Les premiers tests sont cependant concluants, d'une part parce que les recherches de Sandra Brée sur la population parisienne (Brée, 2015, 2017) lui ont permis de créer des bases de données (professions, noms, lieux) qui permettent de paramétrer les algorithmes de détection optique, et d'autre part parce que l'équipe de Thierry Paquet possède également une expertise dans la reconnaissance de l'écriture manuscrite, et dans la mise en place de chaînes de traitement et de production de données structurées comme les archives de presse.
Concrètement, une fois les caractères lus optiquement, les données sont compilées dans un site web fonctionnel où les informations reconnues par la machine pourront être modifiées manuellement (grâce à une plateforme web collaborative). La machine est ensuite régulièrement "alimentée" en nouveaux termes afin d'enrichir de plus en plus son vocabulaire et de traiter d'autres parties du corpus. Une fois ce long travail terminé, une base de données sera créée pour être lisible sous un logiciel statistique.
Présentation
Nous proposons, pour le colloque Humanistica 2021, de présenter le projet POPP qui a débuté en septembre 2020. Nous commencerons par un état des lieux sur la recherche en histoire quantitative des populations et en démographie historique pour montrer l'intérêt de créer des bases de données informatiquement, notamment pour la population urbaine, et surtout à partir de la fin du XIXe siècle car les villes sont très denses et les relevés particulièrement longs.
La sources, les recensements de la population parisienne, sera ensuite présentée ; ainsi que les problématiques et questions de recherche qu'elle permettra d'aborder.
Nous ferons ensuite un point sur les techniques de reconnaissance automatique de l'écriture manuscrite mobilisées pour les besoins du projet (Soulard et al., 2019; Coquenet et al., 2020). D'une part nous présenterons les différentes étapes nécessaires pour permettre à la machine d'apprendre une représentation optique des écritures. Les phases d'annotation des données et d'optimisation par la machine seront détaillées. D'autre part nous montrerons comment le modèle optique peut être complété par un modèle de langage contextuel adapté à chaque élément tabulaire, pour finalement permettre une lecture dirigée par la sémantique des tableaux de recensement.

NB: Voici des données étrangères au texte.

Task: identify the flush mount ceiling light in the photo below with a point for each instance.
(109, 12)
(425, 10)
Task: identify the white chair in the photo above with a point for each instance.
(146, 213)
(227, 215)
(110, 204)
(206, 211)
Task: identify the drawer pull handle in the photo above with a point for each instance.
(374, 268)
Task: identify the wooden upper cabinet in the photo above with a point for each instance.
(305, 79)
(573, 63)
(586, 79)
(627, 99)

La plateforme spécifique, PIVAN-POPP, développée par le LITIS pour la correction manuelle des données océrisées par la machine sera ensuite présentée. Cette plateforme web constitue un élément essentiel pour la collaboration entre les partenaires en proposant une interface de visualisation IIIF avancée en mode image, et un éditeur/correcteur de transcriptions synchrone du visualiseur. Cette plateforme permet de réaliser des annotations massives indispensables aux techniques d'apprentissage machine, et de contrôler les résultats de reconnaissance automatique. Les liens entre l'équipe informatique du LITIS et les chercheurs en SHS et documentalistes pour la construction de la base de données seront alors concrètement explicités.
Références
Brée S. 2017, Paris l'inféconde, La limitation des naissances en région parisienne au XIXe siècle, Paris, INED.
Brée S., 2015, La population de la région parisienne au XIXe siècle, Démographie et Société n°6
Coquenet D., Chatelain C., Paquet T., 2020, Recurrence-free unconstrained handwritten text recognition using gated fully convolutional network, 17th International Conference on Frontiers in Handwriting Recognition (ICFHR), pp. 19-24.
Soullard Y., Swaileh W., Tranouez P., Paquet T., Chatelain C., 2019, Improving Text Recognition using Optical and Language Model Writer Adaptation, ICDAR, pp. 1175-1180, Sydney.